The Bag of Words Data Set in the UCI Machine Learning Repository contains five text collections.
In each of these text collections, each document is summarized as a bag (multiset, set with multiplicities) of words. The individual documents are identified by document IDs and the words are identified by word IDs.
After some cleaning up, in each collection the vocabulary of unique words has been truncated to only keep words that occurred more than ten times overall in that collection.
For each collection XYZ:
vocab.XYZ.txt is the vocabulary file, listing all words that appear in the collection XYZ, one word per line. Each word has an implicit wordID that is its line number in this file, starting with 1 (the word on line 1 has wordID 1, the word on line 2 has wordID 2, ...)
docword.XYZ.txt lists out the number of times each word in vocab.XYZ.txt occurs in each document (only non-zero counts are recorded).
The file docword.XYZ.txt begins with 3 header lines
D W NNZ
where D is the number of documents in the collection, W is the number of words whose frequency is counted (i.e., W is the number of words in vocab.XYZ.txt) and NNZ is the number of non-zero frequency entries for this collection (i.e. NNZ is 3 less than the number of lines in docword.XYZ.txt).
This is followed by NNZ lines of the form
docID wordID count
where count is the number of time the word with id wordID appears in document with id docID. Remember that only non-zero counts are recorded.
Enron Emails:
orig source: www.cs.cmu.edu/~enron D=39861 W=28102 N=6,400,000 (approx)
NIPS full papers:
orig source: books.nips.cc D=1500 W=12419 N=1,900,000 (approx)
KOS blog entries:
orig source: dailykos.com D=3430 W=6906 N=467714
NYTimes news articles:
orig source: ldc.upenn.edu D=300000 W=102660 N=100,000,000 (approx)
PubMed abstracts:
orig source: www.pubmed.gov D=8200000 W=141043 N=730,000,000 (approx)
Your task is to compute frequent itemsets for this data. As usual, a K-itemset of words is a collection of words of size K that occur together in the same document. Write a program to find all K-itemsets of words occurring with frequency F, where K and F are parameters to your program.
The datasets are of different sizes. Report your results on the three smaller datasets (Enron emails, NIPS full papers, KOS blog entries) for different values of K and F. In addition to the actual output, report the time it took to complete the job and, in case your program did not terminate for a given dataset and combination of K and F, report how long you tried before you gave up.
You can use any programming language, including Python and R. You can make use of standard packages for analytics and machine learning. Clearly document any external packages used by your code.

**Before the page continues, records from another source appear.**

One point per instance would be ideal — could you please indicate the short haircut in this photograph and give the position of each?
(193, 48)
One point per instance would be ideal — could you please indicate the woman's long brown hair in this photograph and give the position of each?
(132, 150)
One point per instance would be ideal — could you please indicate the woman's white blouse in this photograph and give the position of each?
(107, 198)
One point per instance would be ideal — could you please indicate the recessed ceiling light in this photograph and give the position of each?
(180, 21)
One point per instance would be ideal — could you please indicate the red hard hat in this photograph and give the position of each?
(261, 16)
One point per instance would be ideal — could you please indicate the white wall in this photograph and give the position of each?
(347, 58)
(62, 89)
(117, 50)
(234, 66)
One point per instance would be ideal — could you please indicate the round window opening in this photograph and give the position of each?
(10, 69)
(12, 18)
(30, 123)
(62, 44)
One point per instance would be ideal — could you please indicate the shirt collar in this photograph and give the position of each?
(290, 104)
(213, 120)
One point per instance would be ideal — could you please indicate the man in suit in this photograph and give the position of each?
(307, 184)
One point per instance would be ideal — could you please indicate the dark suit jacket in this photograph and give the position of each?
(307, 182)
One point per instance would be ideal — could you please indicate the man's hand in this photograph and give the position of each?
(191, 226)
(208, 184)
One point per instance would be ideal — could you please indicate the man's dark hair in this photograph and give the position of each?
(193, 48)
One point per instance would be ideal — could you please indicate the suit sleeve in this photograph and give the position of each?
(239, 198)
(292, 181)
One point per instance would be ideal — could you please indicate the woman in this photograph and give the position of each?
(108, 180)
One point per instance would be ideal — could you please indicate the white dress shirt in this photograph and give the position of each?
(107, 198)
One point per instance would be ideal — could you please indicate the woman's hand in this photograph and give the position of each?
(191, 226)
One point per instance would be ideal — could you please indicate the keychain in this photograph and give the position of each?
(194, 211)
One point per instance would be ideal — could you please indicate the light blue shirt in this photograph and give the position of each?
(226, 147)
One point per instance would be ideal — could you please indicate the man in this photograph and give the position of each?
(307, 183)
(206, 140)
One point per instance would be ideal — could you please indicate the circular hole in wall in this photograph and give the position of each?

Submit the following via Moodle, as a Jupyter notebook if you are using Python and as a single archive (zip, tar.gz, …) otherwise:
The code you used to solve the assignment.
If you have voluminous output to report, save it somewhere on the cloud and provide a link.
A short write up describing how your code ran on the data sets: the parameters used, time taken, space required, and anything else of interest.
You may work alone or in groups of two. Each group makes a single submission to Moodle. Use either person's Moodle account to submit. The submission should mention the names of the two partners.
There will be a short oral presentation and question/answer session for each submission.